CODEWITHSUNDEEP
pythondataframeapache-sparkpysparkdataset
user3735871
user3735871

Reputation: 317

Pyspark create testing data with string type

I am trying to create testing data frame with one column with Int and one column with String type. With output similar to below. I reckon for Int we could use

data = spark.range(1, 5)
output = dataset.withColumnRenamed('id','myid')

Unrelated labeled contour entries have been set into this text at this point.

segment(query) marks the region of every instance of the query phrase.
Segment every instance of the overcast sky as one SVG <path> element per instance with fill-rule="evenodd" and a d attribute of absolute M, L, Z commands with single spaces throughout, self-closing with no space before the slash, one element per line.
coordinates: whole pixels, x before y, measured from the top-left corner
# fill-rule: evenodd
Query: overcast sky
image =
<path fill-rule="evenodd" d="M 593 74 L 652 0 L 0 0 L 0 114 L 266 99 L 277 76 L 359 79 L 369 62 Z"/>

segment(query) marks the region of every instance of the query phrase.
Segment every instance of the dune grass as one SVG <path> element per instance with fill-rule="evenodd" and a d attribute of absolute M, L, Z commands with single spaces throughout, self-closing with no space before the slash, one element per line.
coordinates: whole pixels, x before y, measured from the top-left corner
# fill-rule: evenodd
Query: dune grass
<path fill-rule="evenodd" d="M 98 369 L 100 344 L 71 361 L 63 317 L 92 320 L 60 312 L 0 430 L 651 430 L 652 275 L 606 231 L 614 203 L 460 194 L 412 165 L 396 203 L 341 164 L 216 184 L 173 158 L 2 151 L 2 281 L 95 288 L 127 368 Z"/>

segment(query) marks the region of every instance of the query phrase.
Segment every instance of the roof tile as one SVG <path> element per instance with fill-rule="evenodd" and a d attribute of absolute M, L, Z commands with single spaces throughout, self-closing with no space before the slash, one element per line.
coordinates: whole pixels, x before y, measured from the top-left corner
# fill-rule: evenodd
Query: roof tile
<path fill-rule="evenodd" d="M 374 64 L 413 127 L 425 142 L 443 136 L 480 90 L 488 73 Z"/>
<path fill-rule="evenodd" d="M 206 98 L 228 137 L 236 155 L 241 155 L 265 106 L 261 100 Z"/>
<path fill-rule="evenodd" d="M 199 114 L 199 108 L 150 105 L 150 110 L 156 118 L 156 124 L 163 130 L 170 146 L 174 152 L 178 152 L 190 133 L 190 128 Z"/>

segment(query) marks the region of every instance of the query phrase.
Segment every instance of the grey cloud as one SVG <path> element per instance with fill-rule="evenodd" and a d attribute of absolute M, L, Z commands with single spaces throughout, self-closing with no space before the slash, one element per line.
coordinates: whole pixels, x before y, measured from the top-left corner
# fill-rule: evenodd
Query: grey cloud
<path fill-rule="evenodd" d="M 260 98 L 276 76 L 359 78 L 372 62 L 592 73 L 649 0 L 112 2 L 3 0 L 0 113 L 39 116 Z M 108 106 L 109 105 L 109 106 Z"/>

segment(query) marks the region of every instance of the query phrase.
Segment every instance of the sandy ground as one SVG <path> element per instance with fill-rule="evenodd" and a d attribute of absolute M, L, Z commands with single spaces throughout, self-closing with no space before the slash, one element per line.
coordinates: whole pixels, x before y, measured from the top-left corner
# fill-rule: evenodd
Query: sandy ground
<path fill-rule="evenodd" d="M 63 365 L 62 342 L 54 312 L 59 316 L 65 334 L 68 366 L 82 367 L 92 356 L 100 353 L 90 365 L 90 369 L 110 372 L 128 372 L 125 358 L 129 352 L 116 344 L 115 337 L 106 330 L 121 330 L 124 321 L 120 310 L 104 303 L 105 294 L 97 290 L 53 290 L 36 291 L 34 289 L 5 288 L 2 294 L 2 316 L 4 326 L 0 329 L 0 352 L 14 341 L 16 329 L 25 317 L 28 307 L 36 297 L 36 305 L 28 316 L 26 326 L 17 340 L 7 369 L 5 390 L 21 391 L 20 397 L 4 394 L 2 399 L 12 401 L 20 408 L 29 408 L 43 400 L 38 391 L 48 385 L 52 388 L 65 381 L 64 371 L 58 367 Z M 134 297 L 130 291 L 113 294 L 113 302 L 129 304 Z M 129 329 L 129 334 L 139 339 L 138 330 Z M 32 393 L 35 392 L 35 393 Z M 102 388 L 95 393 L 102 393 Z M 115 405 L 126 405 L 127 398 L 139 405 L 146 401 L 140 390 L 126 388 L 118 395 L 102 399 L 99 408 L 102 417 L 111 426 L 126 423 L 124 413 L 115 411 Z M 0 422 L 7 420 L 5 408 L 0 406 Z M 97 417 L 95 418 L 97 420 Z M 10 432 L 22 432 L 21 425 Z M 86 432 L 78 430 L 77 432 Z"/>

How do we deal with that string column? Many thanks for your help!

Expected output:

      id.     ordernum
       1       0032
       2       0033
       3       0034
       4       0035
       5       0036

Upvotes: 0

Views: 340

Answers (2)

mck
mck

Reputation: 42422

You can create a Spark dataframe from a list of lists. Here is an example:

data = [[i, '%04d' % (i+31)] for i in range(1,6)]
# [[1, '0032'], [2, '0033'], [3, '0034'], [4, '0035'], [5, '0036']]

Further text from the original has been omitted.